The victim has been identified as Laura Hurst (Perdue), 36, of Battle Ground, Indiana. Our deepest sympathies go out to the family and friends of Ms. Hurst. This unfortunate incident appears to have involved the handling of a reticulated python of around eight feet in length while Ms. Hurst was alone in a reptile facility where she regularly volunteered. We have been informed that the many hours spent at this facility caring for the reptiles, which included some of her own pets, were an enormous source of joy and enthusiasm for Ms. Hurst. This great loss deeply saddens the reptile keeping community.
This is truly a tragic event, as is the premature death of any person, however it is important that constrictor snakes and the risks associated with keeping them are viewed with proper perspective. Fatalities from reptiles kept under human care have been, and remain rare incidents. This is confirmed in accident and emergency statistics which illustrate that modern herpetoculture (the keeping of reptiles and amphibians) is nearly devoid of serious incidents. Regarding reticulated pythons specifically, thousands of these animals are kept in the United States, with any incidents being exceedingly rare.
The United States Association of Reptile Keepers and our membership represent all aspects of reptile keeping and advocacy. It is because of our appreciation for these amazing animals, and the tremendous enjoyment which pet owners derive from their bond with their reptile pets, that we solidify our commitment to the responsible, proper, and humane keeping and care of reptiles. For certain species, such as the largest constricting snake species, certain management practices and operational procedures should be in place. Unfortunately, in this case, there was a violation of the facility’s established protocol to never handle larger animals unassisted. The owner of the facility where Ms. Hurst was found stated, “This was a terrible, unfortunate, and tragic accident. It was avoidable and we should never become overly confident with our animals to the point that we are avoiding safe handling procedures.”

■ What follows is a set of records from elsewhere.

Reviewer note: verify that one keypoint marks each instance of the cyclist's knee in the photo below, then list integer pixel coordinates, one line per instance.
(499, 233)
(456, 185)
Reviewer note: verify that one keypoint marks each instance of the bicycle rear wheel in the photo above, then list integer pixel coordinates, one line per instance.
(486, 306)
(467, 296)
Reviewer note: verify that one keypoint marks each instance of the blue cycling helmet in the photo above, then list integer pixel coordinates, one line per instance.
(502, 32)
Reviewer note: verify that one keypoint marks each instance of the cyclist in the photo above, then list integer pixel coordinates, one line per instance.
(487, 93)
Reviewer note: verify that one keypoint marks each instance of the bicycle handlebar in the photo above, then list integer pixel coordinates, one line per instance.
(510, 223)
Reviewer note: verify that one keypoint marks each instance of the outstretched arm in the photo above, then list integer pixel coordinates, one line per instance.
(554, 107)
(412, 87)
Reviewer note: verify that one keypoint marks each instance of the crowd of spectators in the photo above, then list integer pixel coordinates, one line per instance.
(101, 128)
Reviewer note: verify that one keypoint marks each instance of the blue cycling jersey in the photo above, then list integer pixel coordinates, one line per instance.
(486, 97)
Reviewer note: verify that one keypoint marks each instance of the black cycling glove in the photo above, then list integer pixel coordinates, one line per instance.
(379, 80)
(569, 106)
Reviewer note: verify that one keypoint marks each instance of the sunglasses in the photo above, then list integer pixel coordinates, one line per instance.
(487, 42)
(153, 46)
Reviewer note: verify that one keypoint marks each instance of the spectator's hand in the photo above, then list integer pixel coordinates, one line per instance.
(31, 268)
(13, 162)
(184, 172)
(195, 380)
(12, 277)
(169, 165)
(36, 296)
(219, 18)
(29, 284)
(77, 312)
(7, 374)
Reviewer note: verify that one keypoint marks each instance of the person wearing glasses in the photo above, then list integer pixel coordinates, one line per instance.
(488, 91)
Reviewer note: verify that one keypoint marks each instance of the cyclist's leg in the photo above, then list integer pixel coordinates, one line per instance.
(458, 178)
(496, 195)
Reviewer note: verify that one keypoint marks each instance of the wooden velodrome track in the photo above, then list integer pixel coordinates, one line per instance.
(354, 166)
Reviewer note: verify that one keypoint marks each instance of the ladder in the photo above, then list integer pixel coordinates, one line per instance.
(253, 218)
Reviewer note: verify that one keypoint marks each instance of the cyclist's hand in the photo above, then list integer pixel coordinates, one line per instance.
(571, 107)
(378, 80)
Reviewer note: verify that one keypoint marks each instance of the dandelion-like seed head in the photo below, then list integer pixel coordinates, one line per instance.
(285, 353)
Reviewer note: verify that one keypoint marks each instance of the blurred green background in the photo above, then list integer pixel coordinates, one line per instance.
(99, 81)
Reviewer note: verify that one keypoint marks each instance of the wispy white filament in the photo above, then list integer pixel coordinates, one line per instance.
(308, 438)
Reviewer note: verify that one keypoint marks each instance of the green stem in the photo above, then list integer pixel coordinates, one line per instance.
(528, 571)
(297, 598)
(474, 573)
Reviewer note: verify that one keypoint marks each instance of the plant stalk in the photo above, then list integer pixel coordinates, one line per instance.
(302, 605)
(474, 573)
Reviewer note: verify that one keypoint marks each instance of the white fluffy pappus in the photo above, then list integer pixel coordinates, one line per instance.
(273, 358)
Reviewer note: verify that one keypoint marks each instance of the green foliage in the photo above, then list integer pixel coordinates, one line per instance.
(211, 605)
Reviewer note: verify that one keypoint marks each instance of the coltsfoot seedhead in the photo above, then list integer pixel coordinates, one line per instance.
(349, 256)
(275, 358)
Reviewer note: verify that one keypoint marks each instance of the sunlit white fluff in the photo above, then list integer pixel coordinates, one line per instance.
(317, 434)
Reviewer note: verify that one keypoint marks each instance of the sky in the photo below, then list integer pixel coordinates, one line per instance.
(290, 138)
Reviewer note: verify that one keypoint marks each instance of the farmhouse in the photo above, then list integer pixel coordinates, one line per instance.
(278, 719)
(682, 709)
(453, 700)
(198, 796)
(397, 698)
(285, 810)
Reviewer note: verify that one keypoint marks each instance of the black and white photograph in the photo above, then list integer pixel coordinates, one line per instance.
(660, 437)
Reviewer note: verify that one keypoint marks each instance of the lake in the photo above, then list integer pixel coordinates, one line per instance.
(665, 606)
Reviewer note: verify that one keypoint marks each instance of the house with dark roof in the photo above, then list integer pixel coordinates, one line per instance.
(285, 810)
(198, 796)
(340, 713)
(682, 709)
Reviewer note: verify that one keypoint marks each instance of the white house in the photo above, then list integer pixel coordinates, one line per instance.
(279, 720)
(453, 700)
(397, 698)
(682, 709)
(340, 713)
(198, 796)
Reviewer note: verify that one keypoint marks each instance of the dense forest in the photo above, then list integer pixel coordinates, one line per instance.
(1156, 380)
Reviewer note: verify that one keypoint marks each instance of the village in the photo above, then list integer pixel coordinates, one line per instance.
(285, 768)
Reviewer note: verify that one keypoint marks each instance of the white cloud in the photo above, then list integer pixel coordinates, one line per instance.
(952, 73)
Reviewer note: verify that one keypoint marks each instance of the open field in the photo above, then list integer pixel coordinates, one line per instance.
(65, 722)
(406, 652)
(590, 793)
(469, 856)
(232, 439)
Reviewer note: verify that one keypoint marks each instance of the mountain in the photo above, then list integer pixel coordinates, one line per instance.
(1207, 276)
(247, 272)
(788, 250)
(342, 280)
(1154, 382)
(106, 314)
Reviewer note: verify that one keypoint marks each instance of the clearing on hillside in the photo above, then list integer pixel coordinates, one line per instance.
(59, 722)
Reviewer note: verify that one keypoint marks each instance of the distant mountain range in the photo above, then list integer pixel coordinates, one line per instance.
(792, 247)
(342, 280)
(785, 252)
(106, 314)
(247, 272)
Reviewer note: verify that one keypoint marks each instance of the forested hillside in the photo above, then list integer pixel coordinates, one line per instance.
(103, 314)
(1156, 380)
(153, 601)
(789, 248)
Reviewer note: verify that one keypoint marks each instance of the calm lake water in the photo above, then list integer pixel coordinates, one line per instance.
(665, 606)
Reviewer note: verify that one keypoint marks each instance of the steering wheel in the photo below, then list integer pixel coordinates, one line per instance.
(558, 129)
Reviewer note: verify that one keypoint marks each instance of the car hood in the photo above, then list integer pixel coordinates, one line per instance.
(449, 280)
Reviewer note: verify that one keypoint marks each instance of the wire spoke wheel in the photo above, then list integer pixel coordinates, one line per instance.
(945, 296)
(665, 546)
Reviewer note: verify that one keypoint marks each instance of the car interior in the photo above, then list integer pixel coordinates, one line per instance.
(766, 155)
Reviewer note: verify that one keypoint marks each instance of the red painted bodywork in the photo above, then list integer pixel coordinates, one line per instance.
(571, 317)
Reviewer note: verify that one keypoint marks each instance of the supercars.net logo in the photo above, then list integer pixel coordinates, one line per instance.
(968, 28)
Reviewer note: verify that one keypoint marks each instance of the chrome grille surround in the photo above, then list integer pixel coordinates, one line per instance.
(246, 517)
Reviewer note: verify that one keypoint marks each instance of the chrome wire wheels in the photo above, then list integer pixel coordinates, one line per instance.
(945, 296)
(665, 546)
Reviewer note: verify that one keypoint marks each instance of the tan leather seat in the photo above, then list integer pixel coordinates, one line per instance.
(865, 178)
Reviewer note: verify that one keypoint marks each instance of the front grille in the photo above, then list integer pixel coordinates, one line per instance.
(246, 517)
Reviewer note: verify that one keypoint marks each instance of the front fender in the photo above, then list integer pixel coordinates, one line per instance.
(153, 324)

We urge everyone in the herpetocultural community to become educated on proper handling protocols, techniques, and husbandry measures. Responsibility in animal ownership is paramount. Any facility workers or volunteers must be actively taught to minimize the already-small risks involved in keeping reptiles, with these precautions readily and frequently reviewed. Similarly, private keepers working with animals in their home should adopt formal protocols to mitigate any assumed risk.
In the wake of this heartbreaking loss, it is important to maintain both our composure and our compassion. The persecution of responsible reptile keepers and disproportionate restrictions on the ownership of these animals will sound appealing to some. With a knowledgeable perspective, these animals can be maintained without incident by utilizing sound practices and standards. Please make this the last instance of such a tragedy, by following established practices and protocols. We again extend our condolences to family and friends.
UPDATE: The preliminary autopsy results show the cause of death to be asphyxia. The final autopsy results will take four to six weeks.